Using Regular Expressions

By Kevin Skoglund

Basics

Symbols representing a text pattern (which are interpreted by a regex processor)
The processor is used for matching, searching, and replacing text
Common flags: g = global, i = case insensitive, m = multiline
Regex engines are eager (try to give back a match asap) and greedy (they match as much as possible before giving control to the next expression part) where lazy matches match as little as possible
Metacharacters have special meaning, some are:
- . any character except new line
- \ escape next character
- \t tab character
- \r, \n, \r\n line returns
Character Set matches one of several characters
- Ex. [aeiou] – matches any one vowel
- Metacharacters inside character sets are already escaped
  - Exceptions: ] - ^ \
Character Ranges represent all characters between a range (the – is not literal only in a character set)

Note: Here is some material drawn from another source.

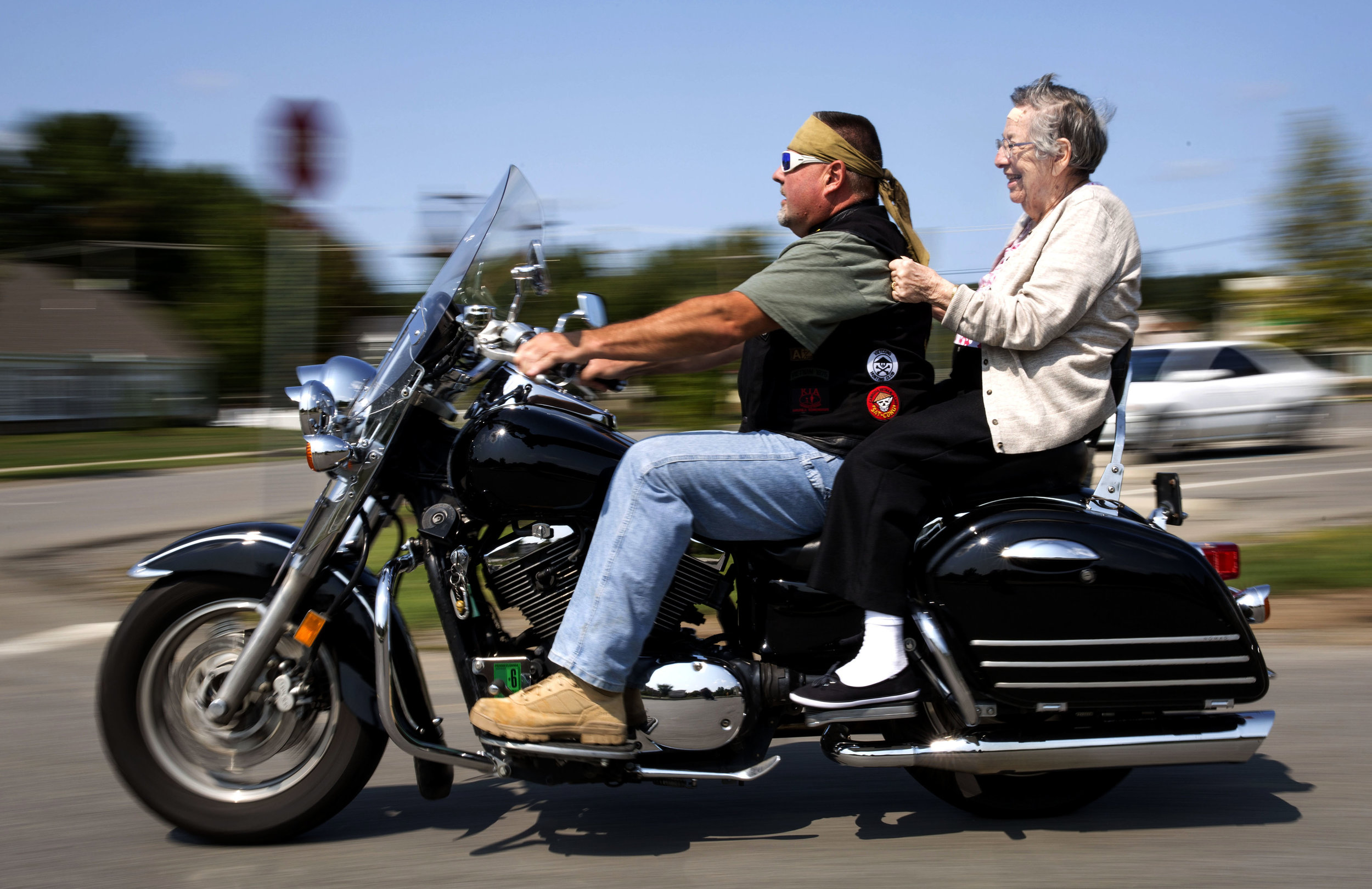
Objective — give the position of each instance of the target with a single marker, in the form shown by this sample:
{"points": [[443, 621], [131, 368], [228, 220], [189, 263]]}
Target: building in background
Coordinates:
{"points": [[89, 355]]}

- ^ not any one of several characters (when in a character set)
Shorthand Character Sets
- \d digit [0-9]
- \w word character [0-9a-zA-Z_]
- \s whitespace [\t\r\n]
- \D not digit [^0-9]
- \W not word [^0-9a-zA-Z_]
- \S not whitespace [^ \t\r\n]
Repetition Metacharacters
- * match preceding item zero or more times
- + match preceding item one or more times
- ? match preceding item zero or one time
Quantified Repetition Metacharacters
- { start quantified repetition of preceding item
- } end quantified repetition of preceding item
- ex. \d{4, 8} matches numbers with 4 to 8 digits
- ex. \d{4} matches numbers with exactly 4 digits
- ex. \d{4, } matches numbers with 4 or more digits
Lazy Expressions
- ? make preceding quantifier lazy (optional)
Grouping Metacharacters
- ( start grouped expression
- ) end grouped expression
- Ex. (abc)+ matches abc and abcabcabc
- _(expression)_ can capture a group for use in matching and replacing - (Capturing Group)

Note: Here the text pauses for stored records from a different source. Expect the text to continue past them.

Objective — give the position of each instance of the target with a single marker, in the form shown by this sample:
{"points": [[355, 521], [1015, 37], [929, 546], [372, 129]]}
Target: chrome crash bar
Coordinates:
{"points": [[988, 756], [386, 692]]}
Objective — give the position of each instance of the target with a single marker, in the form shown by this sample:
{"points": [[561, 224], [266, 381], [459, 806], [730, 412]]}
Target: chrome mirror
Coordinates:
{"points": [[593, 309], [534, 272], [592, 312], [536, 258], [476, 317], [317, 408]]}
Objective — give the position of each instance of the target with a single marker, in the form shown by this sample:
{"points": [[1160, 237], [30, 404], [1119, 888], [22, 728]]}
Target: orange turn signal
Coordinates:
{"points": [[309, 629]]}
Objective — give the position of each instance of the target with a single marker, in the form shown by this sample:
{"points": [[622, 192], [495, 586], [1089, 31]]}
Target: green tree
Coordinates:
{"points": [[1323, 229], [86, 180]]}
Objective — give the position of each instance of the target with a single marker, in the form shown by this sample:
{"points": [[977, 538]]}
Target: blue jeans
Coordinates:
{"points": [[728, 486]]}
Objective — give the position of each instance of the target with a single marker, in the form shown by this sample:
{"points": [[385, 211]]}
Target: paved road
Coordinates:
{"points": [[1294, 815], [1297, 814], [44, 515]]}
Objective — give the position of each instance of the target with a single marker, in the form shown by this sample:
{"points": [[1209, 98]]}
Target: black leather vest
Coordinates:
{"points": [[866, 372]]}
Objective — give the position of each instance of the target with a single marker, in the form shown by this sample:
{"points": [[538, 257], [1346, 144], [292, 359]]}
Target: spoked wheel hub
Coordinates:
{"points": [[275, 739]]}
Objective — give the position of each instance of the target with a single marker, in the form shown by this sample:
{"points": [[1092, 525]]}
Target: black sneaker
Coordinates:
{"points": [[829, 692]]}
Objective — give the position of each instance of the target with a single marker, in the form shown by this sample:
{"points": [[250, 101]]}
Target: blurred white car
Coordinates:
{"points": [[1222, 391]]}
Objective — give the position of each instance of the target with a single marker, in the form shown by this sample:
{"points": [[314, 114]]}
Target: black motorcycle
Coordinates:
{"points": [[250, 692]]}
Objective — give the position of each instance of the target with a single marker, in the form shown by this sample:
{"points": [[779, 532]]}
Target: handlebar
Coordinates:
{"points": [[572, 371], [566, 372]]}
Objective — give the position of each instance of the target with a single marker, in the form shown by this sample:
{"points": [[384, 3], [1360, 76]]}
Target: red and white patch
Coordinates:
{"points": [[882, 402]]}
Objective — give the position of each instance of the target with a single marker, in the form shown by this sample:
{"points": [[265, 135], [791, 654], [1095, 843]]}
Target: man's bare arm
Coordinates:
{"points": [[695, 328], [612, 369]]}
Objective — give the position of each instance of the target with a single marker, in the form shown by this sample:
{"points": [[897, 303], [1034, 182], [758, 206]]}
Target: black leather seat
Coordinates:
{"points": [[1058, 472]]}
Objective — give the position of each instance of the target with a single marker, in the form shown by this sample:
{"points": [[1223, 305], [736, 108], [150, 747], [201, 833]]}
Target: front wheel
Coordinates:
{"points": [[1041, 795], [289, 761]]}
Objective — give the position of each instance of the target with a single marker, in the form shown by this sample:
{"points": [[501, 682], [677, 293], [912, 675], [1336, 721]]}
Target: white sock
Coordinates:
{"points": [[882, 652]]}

- _(?:expression)_ is a Non-Capturing Group
Alternation Metacharacter
- | match previous or next expression
Start and End Anchors
- ^ start of string/line
- $ end of string/line
Word Boundaries
- \b word boundary (start/end of word)
- \B not a word boundary
- Spaces are not word boundaries (the boundaries are on either side of the word)
Back References
- \1 through \9 backreference for positions 1 to 9 (stored result of (expression))
- Ex. <(i|em)>.+?</\1> matches <i>hello</i> and <em>Hello</em>
Assertions
- Lookahead for match of expression but don’t include in match (Lookbehind not supported in JS)
- Positive Lookahead – (?=regex)
  - Ex. sea(?=shore) matches “sea” in “seashore” but not “seaside”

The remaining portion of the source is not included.